Due to delays and backlogs in the court system that stem from the COVID-19 pandemic, Constance Fee, president of the Westminster Foundation, said the court process is moving slower than anticipated. Fee expects court proceedings to begin early next year but said, “we have no assurance of that.”

“When the Westminster Foundation was established almost five years ago, there was no question that we would face tremendous obstacles and that the journey would be a long and difficult one,” said Fee. “The mission of the foundation is to preserve the legacy and ensure the future of Westminster Choir College in Princeton, New Jersey. We remain committed to our mission, and we will stay the course, work our strategies and keep the lawsuits in place.”

Rider is currently facing three pending lawsuits over the Princeton campus.

Meanwhile, the Princeton campus is currently still used by the Westminster Conservatory of Music — a branch of WCC that teaches young community students. Classrooms and performance spaces are also being used for recitals and rehearsals.

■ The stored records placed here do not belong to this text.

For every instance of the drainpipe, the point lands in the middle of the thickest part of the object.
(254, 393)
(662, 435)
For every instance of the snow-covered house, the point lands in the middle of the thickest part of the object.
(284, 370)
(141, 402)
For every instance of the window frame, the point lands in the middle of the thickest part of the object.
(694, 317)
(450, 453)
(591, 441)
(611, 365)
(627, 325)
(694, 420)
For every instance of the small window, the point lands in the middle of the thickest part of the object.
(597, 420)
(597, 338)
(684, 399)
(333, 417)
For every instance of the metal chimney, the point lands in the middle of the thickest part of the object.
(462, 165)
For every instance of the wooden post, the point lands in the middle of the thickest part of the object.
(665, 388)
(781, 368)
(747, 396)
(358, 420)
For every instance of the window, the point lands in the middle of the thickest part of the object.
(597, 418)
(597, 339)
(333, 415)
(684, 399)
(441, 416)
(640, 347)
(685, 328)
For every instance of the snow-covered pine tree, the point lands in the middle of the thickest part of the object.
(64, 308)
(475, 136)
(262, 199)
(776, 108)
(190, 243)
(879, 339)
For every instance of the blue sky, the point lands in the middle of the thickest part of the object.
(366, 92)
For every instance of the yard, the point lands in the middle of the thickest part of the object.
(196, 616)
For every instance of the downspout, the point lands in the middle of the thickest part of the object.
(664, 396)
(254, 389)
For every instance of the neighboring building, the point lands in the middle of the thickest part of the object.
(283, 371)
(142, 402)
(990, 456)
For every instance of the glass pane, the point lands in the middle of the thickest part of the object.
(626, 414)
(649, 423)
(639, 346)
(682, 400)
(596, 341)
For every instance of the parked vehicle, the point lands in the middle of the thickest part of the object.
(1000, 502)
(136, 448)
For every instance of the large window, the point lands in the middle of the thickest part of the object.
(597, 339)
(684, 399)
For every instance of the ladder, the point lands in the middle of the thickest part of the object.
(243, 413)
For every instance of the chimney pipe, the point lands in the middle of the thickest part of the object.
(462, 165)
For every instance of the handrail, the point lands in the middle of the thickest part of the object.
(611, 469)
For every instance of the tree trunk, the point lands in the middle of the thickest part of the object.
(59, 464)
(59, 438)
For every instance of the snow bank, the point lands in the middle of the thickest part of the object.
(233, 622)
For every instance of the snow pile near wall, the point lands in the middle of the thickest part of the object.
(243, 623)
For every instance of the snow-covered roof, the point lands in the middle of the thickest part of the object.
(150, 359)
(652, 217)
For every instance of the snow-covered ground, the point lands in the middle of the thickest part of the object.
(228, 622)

At a faculty town hall on Oct. 28, Rider President Gregory Dell’Omo said the university was, “looking at some mixed opportunities for the community and other areas to make use of the property.” 

Brown said the university intends to retain four to five acres of the Princeton campus, but the university is willing to negotiate that amount depending on the buyer. Brown did not disclose the estimated sale of the property and instead said, “23 acres in the heart of Princeton is extremely valuable, but the market ultimately will determine the sale price.”

Rider also faces a third pending lawsuit that was filed by the Princeton Theological Seminary, stating it has beneficiary rights to the Princeton campus. Brown said the discovery process is proceeding for this lawsuit. Brown added that motions for summary judgment are being finalized for argument before the court in early 2022.